Les mécanismes biologiques de la dégénérescence articulaire
L'arthrose dégénérative repose sur un déséquilibre fondamental entre les processus de dégradation et de réparation du cartilage articulaire. Normalement, les chondrocytes maintiennent un équilibre dynamique : ils synthétisent en permanence de nouveaux composants matriciels (collagène de type II, aggrécanes, protéoglycanes) tout en éliminant les composants vieillis grâce à des enzymes protéolytiques. Dans l'arthrose dégénérative, ce fragile équilibre se rompt au profit de la dégradation.

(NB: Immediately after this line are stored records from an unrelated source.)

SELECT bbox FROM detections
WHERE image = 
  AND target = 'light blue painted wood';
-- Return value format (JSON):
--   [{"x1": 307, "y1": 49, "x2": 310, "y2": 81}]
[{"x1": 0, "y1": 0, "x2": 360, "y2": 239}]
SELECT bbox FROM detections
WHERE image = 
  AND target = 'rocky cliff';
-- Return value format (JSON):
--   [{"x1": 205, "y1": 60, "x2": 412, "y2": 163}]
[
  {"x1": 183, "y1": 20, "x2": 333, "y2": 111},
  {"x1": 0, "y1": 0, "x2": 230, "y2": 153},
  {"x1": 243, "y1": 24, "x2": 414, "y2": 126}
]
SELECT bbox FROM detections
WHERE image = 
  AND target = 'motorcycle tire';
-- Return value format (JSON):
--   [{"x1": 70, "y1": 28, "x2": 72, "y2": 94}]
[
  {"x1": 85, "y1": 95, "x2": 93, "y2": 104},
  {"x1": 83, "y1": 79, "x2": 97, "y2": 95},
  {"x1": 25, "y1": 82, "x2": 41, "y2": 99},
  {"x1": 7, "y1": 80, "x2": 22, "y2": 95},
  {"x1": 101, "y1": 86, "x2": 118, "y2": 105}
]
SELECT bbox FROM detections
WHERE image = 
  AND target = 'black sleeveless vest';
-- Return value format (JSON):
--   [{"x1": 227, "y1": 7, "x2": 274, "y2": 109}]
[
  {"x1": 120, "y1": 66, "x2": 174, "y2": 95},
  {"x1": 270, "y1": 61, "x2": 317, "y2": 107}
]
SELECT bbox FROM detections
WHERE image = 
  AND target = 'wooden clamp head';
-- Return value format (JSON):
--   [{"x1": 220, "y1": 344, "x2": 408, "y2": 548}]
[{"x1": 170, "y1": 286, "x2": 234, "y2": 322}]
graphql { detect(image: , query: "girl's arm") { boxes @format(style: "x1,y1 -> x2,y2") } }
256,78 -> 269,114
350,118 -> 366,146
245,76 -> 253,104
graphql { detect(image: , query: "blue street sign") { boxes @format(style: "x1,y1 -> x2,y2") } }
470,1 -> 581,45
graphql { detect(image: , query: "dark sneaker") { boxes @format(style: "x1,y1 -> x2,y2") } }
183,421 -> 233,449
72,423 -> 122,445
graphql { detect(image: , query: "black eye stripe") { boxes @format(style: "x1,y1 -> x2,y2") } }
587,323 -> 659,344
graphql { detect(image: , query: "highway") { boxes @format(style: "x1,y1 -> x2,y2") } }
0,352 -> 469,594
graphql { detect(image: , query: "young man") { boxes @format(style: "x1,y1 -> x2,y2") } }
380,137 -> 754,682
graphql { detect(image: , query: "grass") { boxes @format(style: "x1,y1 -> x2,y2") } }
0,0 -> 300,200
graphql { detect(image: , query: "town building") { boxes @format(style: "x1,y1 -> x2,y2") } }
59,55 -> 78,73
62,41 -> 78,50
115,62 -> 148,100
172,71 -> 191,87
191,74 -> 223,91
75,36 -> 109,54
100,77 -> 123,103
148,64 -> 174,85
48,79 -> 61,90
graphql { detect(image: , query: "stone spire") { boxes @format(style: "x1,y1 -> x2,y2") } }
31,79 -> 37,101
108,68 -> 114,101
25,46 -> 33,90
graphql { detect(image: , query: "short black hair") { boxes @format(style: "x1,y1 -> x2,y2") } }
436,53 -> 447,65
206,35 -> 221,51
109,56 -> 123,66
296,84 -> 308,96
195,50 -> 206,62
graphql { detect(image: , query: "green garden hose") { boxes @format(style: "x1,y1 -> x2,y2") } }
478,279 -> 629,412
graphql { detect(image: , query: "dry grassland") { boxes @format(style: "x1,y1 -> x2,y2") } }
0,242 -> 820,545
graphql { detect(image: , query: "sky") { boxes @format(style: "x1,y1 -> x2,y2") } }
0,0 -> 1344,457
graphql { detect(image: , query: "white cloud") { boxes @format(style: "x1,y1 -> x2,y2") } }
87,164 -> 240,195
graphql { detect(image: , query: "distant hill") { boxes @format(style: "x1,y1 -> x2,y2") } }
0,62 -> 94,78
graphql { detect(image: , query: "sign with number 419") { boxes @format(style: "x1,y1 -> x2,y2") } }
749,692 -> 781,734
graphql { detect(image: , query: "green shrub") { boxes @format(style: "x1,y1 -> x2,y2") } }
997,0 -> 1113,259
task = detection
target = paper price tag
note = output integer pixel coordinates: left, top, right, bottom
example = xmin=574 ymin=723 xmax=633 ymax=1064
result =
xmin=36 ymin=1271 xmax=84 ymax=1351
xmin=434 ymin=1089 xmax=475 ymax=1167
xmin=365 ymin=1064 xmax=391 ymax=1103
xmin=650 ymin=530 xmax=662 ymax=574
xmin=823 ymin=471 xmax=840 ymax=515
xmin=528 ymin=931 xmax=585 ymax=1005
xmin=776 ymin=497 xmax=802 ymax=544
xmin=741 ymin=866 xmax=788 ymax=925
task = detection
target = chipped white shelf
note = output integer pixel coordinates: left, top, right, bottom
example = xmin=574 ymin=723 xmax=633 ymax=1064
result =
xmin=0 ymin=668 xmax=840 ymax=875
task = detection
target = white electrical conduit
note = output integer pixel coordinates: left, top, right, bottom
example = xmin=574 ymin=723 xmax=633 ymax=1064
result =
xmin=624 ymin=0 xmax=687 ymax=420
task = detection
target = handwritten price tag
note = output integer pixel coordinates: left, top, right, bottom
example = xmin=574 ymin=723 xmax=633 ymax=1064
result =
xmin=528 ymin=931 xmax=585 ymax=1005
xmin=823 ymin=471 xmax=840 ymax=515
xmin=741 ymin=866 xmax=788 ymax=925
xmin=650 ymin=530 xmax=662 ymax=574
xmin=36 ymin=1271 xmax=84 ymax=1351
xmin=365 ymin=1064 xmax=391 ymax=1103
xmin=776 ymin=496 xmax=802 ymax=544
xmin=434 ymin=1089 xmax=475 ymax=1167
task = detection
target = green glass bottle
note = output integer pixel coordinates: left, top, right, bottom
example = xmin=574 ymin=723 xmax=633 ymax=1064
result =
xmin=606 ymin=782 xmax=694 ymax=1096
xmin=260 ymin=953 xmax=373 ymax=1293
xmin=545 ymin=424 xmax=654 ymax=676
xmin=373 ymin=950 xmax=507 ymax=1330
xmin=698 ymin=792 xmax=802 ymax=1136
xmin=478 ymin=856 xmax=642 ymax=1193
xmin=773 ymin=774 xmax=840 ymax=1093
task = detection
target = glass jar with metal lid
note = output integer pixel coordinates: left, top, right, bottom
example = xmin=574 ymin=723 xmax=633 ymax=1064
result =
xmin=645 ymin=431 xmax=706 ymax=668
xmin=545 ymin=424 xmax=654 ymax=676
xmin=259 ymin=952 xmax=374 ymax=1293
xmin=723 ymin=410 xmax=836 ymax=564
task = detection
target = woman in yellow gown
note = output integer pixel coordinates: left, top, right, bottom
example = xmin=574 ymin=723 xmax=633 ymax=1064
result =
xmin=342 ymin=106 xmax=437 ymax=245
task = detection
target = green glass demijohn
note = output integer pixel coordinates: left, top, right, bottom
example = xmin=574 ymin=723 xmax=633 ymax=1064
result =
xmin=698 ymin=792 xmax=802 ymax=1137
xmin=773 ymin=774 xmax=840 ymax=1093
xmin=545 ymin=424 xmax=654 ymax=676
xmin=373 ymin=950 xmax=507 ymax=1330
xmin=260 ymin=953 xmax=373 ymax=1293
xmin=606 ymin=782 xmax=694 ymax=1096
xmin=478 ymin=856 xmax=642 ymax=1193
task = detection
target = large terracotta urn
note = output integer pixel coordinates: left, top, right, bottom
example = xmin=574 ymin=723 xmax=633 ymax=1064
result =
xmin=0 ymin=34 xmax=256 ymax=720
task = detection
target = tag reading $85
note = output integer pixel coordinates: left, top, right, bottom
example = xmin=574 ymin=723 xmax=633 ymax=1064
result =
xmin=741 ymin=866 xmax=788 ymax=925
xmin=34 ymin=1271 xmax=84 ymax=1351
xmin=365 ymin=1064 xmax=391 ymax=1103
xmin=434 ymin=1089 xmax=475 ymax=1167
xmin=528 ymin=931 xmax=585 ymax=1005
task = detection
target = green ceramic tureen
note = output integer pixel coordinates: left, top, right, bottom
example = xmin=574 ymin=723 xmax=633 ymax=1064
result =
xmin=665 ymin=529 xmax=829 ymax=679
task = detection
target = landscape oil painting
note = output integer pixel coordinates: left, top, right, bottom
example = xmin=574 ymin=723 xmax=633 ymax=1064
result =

Le rôle central des métalloprotéases matricielles
Les métalloprotéases matricielles (MMP), en particulier les MMP-1, MMP-3 et MMP-13, jouent un rôle déterminant dans la destruction du cartilage arthrosique. Ces enzymes, normalement produites en quantités contrôlées pour assurer le renouvellement physiologique de la matrice, sont surexprimées dans le cartilage arthrosique. La MMP-13, en particulier, possède une activité collagénolytique puissante qui dégrade le collagène de type II, la principale protéine structurale du cartilage. Parallèlement, les aggrécanases (ADAMTS-4 et ADAMTS-5) dégradent les protéoglycanes, privant le cartilage de sa capacité à retenir l'eau et à absorber les chocs.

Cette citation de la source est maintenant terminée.